Görsel
ankara_mimarlar_odasi

MLSA

Mimarlar Odası Ankara Şube Başkanı Tezcan Karakuş Candan ve dönemin 6 Yönetim Kurulu üyesinin “terör örgütü propagandası yapmak” suçlaması ile yargılandığı davanın ilk duruşması Ankara 25. Ağır Ceza Mahkemesinde görüldü. 

Duruşmaya TMMOB Yönetim Kurulu Başkanı Emin Koramaz, İHD, ÇGD, TGS temsilcilerinin yanı sıra birçok izleyici katıldı. 

Davada, Mimarlar Odası Ankara Şube Başkanı Tezcan Karakuş Candan, Mimarlar Odası Ankara Şube Sekreteri Nihal Evirgen ve Yönetim Kurulu Üyeleri Muteber Osmanpaşaoğlu, Ünal Kara, Tuğba Arslan, Ece Yoltay ile Özgür Bayramoğlu savunma yaptı. İddianameye itiraz ettiklerini belirten üyeler, kültürel varlıkların korunması, çevre tahribatları gibi konularda haber yapan gazetecilere verilen bu ödülün “terör örgütü propagandası” suçu olarak değerlendirilemeyeceğini ifade ettiler.

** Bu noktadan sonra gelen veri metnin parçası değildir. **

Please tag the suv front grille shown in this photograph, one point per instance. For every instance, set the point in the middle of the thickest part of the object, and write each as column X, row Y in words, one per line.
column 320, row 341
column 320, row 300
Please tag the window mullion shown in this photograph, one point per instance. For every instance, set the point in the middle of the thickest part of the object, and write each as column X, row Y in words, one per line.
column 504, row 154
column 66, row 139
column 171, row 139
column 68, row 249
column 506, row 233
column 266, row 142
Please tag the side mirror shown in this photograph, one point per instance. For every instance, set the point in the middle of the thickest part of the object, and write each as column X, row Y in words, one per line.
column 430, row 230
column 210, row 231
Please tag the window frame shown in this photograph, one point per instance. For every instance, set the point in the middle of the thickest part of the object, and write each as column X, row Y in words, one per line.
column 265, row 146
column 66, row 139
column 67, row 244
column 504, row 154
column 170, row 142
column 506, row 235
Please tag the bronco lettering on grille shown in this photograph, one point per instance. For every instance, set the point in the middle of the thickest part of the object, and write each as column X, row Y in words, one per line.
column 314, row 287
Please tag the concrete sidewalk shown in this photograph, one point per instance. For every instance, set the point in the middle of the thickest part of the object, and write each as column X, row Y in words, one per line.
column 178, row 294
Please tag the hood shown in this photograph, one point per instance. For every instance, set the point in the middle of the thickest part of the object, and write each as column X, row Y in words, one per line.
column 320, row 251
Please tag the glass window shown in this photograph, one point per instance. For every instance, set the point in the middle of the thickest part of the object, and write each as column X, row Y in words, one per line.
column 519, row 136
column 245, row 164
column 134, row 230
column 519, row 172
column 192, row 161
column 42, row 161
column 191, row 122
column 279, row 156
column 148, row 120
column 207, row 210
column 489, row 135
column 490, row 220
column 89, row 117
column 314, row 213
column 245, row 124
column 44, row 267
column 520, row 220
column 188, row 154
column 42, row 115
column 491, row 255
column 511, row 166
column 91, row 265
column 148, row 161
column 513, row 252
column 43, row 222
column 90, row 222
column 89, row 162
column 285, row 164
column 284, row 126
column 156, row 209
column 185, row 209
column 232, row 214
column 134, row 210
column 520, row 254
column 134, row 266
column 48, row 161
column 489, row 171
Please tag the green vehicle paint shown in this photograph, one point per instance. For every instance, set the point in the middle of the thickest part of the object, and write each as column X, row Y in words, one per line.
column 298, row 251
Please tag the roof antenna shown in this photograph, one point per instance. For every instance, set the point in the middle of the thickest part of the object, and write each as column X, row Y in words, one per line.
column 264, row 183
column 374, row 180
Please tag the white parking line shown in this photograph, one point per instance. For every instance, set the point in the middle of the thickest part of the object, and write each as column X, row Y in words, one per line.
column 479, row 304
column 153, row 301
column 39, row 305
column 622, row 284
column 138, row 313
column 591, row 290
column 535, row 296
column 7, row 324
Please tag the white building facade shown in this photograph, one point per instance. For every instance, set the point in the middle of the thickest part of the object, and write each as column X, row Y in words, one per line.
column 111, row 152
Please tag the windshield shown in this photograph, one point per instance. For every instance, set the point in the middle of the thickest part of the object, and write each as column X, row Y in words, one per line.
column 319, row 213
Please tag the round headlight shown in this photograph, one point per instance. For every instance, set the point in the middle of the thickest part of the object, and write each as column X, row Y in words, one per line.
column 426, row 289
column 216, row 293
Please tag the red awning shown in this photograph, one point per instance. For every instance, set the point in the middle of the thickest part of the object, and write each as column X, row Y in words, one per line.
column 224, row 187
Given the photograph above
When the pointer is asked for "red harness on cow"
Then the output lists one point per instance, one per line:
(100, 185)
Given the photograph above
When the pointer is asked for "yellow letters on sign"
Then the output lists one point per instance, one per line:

Mimarlar Odası Ankara Şube Başkanı Tezcan Karakuş Candan savunmasında şunları söyledi:

“Ülkedeki hukuksuzluğun örneklerinden olan bu dava, susturma operasyonunun bir parçasıdır. Çevre haberi yapan gazeteciye ödül verdik diye Mimarlar Odası Ankara Şube yönetimine dava açılması kabul edilebilir değildir. Biz bu ödülü 2013 yılından beri vermekteyiz ve Mimarlar Odası Ankara Şubesinin haberlerini yapan gazetecilere vermekteyiz. Kimin terör örgütü üyesi olup olmadığının sorgulamasını yapamayız. Öyle bir istihbarat birimimiz yok. Mimarlar Odası Ankara Şubesi istihbarat örgütü değildir. Çevre haberine verilen bir ödülün  terör örgütü konusu haline getirilmesine ülkem adına üzgünüm. Haberlerimizin kamuoyunda görünürlüğü açıktır. Tüm medya organları  kamu yararı  ve kent mücadelemize  yayınlarında yer vermektedir. Sadece bir yıl içinde 675 kez televizyonlarda, bin 500 kez yazılı basında, milyonlarca kez sosyal medyada haberimize yer verilmiştir. Terör propagandası yapmıyoruz, çevremizi doğamızı kültürel varlıklarımızı koruyoruz. Cumhuriyet’in bize emanet ettiği mekânsal değerleri korumaya devam edeceğiz. Kültürel varlıkların yok edilmesine ve HES’lere karşı mücadele ederken, mücadelemizi haberleştiren basın mensuplarına ödül vermeye de devam edeceğiz. Mimarlar Odası Ankara Şubesi Yönetim Kurulu’nun hiçbir terör örgütü ile ilişkisi yoktur ve mücadelemiz de bu ülkenin taşını, toprağını satanlara karşıdır.”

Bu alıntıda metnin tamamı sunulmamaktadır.